Merano più vicina al centro della cultura internazionale, grazie a questi artisti alla mercé dei loro filantropi, i quali spesso potevano permettersi solo una misera camera, magari condivisa con altri colleghi, ma che tutto sommato se la passavano bene. Al punto che diversi artisti di origine germanica, una volta arrivati in città, decidevano facilmente di non andarsene più, tanto era importante il fervore artistico locale e le possibilità che si potevano trovare. Tra questi, un posto importante lo occupa Friedrich Wasmann. Sicuramente non un artista costretto a sbarcare il lunario, l'amburghese Wasmann si stabilì in città nella quale termino poi gli ultimi suoi giorni. Fu lui a documentare il passaggio della città da luogo «non coinvolto dal traffico internazionale ed integro, vergine, visitato quasi solo da pittori di Monaco che facevano scorribande artistiche in quel romantico paese di montagna» della metà dell'Ottocento a centro di cura di fama internazionale e meta di artisti da tutt'Europa. Wasmann acquisì una certa notorietà persino nel circolo della neonata borghesia locale che gli commissionava ritratti ben pagati.

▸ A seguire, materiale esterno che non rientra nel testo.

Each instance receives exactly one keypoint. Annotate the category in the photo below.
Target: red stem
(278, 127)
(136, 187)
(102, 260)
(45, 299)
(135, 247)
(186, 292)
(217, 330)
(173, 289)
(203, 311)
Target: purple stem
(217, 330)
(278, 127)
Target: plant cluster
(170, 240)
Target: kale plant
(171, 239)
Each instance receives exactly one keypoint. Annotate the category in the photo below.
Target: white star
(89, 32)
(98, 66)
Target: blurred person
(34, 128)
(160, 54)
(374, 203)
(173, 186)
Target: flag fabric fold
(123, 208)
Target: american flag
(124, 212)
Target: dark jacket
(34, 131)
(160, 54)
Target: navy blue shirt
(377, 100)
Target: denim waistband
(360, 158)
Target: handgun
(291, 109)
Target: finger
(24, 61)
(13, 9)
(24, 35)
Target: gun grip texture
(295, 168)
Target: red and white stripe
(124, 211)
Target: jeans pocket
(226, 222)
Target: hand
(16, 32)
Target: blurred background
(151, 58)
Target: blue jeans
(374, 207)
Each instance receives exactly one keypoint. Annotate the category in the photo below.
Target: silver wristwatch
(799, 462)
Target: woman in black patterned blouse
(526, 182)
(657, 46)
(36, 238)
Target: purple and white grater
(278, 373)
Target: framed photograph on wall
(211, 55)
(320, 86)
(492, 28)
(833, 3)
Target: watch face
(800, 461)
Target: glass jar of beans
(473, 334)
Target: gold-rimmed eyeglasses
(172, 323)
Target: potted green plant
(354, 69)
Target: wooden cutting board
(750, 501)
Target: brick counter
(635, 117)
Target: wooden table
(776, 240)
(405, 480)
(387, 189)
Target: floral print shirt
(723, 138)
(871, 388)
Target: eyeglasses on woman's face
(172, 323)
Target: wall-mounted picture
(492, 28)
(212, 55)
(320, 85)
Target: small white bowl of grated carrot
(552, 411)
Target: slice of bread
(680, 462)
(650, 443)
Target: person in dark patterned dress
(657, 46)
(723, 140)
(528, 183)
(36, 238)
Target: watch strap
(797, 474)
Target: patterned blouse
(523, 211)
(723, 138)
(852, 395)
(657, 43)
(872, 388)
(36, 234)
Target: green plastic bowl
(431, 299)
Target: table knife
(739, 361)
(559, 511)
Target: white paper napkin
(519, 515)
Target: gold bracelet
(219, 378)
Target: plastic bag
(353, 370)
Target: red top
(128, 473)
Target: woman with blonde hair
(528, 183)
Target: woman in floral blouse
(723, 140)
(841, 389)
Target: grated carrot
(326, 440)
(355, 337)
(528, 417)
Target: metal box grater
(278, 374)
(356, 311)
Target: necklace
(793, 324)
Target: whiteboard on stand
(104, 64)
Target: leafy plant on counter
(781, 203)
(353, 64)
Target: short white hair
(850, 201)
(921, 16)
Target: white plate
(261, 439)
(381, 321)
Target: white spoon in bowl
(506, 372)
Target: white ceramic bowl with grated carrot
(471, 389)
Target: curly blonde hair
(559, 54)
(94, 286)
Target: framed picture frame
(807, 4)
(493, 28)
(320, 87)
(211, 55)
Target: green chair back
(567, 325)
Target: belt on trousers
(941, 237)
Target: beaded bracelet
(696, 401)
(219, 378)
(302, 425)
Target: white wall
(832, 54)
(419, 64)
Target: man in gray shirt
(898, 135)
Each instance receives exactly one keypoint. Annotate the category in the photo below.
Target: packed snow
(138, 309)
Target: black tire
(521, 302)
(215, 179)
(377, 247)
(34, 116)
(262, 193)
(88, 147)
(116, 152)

Fare scorribanda tra i volti dei turisti che frequentano la città era la specialità di un altro grande ritrattista dell'epoca, praticamente sconosciuto tanto da non essere nemmeno presente nei cataloghi di settore. Ferdinand Behrens era originario di Lubecca, e in città ci arrivò sulla soglia dei trent'anni per trovare successo come ritrattista, tanto che si devono a lui una serie di incredibili ritratti a personaggi della nobiltà dell'epoca presenti a Merano. Ma Behrens dipinse anche Theodor Christomannos e Emma Hellensteiner, diventati meranesi anche loro e padri fondatori del turismo di montagna.